Reflections on SemEval2015
As a part of the Natural Language Processing class I took with Rich Wicentowski last fall, teams of students competed to build machine-learning models that could accurately predict the sentiment of Twitter data for SemEval 2015, the International Workshop on Semantic Evaluation. Given that I spent a summer building commercial machine classifiers, I’ve had some time to reflect on the first machine learning model I built.
Given that we had been exposed to natural language processing for only a couple months, our results were fairly impressive: our best model was predicted sentiment with an F-score of 57.2, which is pretty close to the industry standard. The winners of SemEval 2015, out of over 40 teams, was Bauhaus University, Weimar with an F-score of 64.84.
We weren’t competing for the top, though. I worked with a friend, Alec Pillsbury, and we wanted to tease apart the differences between the different pre-processing techniques and models that we had learned about. We found our way to scikit-learn, which allowed us to easily swap out models and tweak parameters for our bag-of-words feature (cheatsheet that I wish we’d had around). This made it easy for us to run a whole bunch of tests and spit out a big wall of numbers:
These numbers are cross-val results for different configurations of a bag-of-words model trained on 8111 tagged tweets.
We were a little pressed for time putting together our write-up (finals), so I didn’t spend too much time worrying about the presentation of data. Each row represents a different configuration (bigram, bigram + trigram, etc.) of our machine-learning models, and each column represents a different performance metric. The bolded numbers represent the local maximums, the configurations of our bag-of-words model that gave the best metrics.

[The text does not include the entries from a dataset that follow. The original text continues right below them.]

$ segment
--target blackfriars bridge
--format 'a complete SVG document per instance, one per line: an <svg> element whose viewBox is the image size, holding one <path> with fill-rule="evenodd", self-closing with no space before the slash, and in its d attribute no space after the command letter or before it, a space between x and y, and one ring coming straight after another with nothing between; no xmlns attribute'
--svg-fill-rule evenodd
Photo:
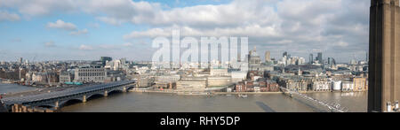
<svg viewBox="0 0 400 130"><path fill-rule="evenodd" d="M64 106L68 101L75 100L85 103L88 98L93 96L108 96L109 93L115 91L127 92L128 89L135 87L134 83L134 80L124 80L38 95L7 97L2 100L4 102L8 110L11 110L12 106L15 103L58 109Z"/></svg>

Our most significant finding, in retrospect, was that negative models tended to perform better when bag-of-words weighted by presence rather than frequency, which isn’t very surprising for a couple reasons.
Other than that, it seemed that little we did improved the models or affected it at all. We tried some lazy bootstrapping, adding 50 thousand tweets from the Sentiment140 corpus, but found that it actually hurt our results, probably because it’s a dirty dataset. We clearly see elsewhere danger of noise in a sparse dataset: almost every single bigram configuration performed better than its trigram configuration.
While I was building models this summer, we spent a fair amount of time discussing feature selection and dataset composition: the most significant ways we could improve the models, we found, were by changing the features selected and cleaning up the data – as well as increasing the size of the training set. That being said, ultimately, our attempts to try different feature sets didn’t lead to any significant breakthroughs, other than that less was more with sparse data. Given that language data tends to be sparse, trigrams tended to hurt our models more than help them. Oh well.